So ähnelt der „EO“ auch nur einer abgespeckten Version jener Kleinwagen, die sich vornehmlich in Großstädten in winzige Parklücken quetschen. Angetrieben wird das Fahrzeug von vier elektrischen Radnabenmotoren mit einer Einzelleistung von 4 kW. „Die“, so Birnschein pragmatisch, „haben wir aus Elektrorollern ausgebaut.“ Jedes der vier Räder ist einzeln aufgehängt und kann von jeweils vier Langhub-Linearantrieben gehoben, gesenkt und um insgesamt 90 Grad gedreht werden. Die Fahrgastzelle hat zwei Sitze und begrenzten Stauraum, doch über eine spezielle Kupplung am Heck wird sich der „EO“ demnächst durch modulare Elemente zu Familienkutsche oder Lastenesel ausbauen lassen.
Diese technischen Details machen den „EO“ zu einem flexiblen Fahrzeug, das sich jeder Anforderung anpassen und zudem dank seiner beweglichen Räder sogar auf der Stelle drehen kann.
Doch diese Features sind nur erste Schritte auf dem Weg zum eigentlichen Ziel: „Wir suchen die intelligente Alternative zu heutigen Fahrzeugsystemen, die die jeweiligen Vorteile von Individualverkehr und Massenverkehrsmitteln miteinander verknüpfen“, sagt Kirchner.
Elektroauto „EO“ soll mit Hilfe von Sensoren selbstständig fahren lernen
Mit dem Demonstrator, der derzeit über das Institutsgelände am Rande der Bremer Uni rollt, erproben Birnschein und seine DFKI-Kollegen einzelne Komponenten für das künftige System. Die selbst entwickelte Hardware ist ein erstes praktisches Beispiel für die komplexen Systeme, die noch auf dem Programm der Bremer Forscher stehen. Die praktische Erprobung soll Antworten auf theoriegetriebene Fragestellungen geben. Wie funktioniert eine sensorgestützte Steuerung des Fahrzeuges? Welche Anforderungen müssen an ein effizientes Energiemanagement gestellt werden? Wie komplex ist ein System überhaupt, das vielfältigen Anforderungen gerecht werden und dann im Zweifelsfall auch noch selbstdenkend und -lenkend sein muss? Wie muss die Fahrzeugtechnik ausgelegt sein, um mehrere „EOs“ zu einem „Road-Train“ zu verbinden?

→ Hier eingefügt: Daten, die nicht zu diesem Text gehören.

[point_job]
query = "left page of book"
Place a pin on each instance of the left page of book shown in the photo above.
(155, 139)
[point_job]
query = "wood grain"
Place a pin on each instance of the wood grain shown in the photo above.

Denn die Bremer haben eine ambitionierte Vision: Der „EO“ soll nicht nur ein besonders wendiger, elektrisch betriebener Kleinwagen für den Stadtverkehr, sondern Basismodul für ein ganzes Verkehrssystem sein. Dieses Verkehrssystem soll die jeweiligen Vorteile von Individualverkehr und Massenverkehrsmittel verbinden.
Dabei ist der Name „smart connecting car“ Programm: So sucht sich der „EO“ für die Mittel- und Langstrecke automatisch Partner, mit denen er sich zu Road-Trains zusammenschließt. Gleichzeitig werden die Batterien der einzelnen Komponentenfahrzeuge so zusammengeschaltet, dass die elektrische Energie möglichst effizient genutzt wird. Und schließlich soll jeder Einzel-„EO“ am Ende der Reise selbstständig die nächste freie Stromtankstelle finden, an der er seine Batterie mittels Induktion steckerlos aufladen kann.
Auch wenn das Fahrzeug und seine Komponenten im Vordergrund des Projektes stehen – für Kirchner geht es bei dem Vorhaben um weit mehr. „Für die Mobilität der Zukunft müssen wir auch wissen, welche Anforderungen wir künftig an die Infrastruktur stellen werden“, betont der Fachmann für intelligente Systeme.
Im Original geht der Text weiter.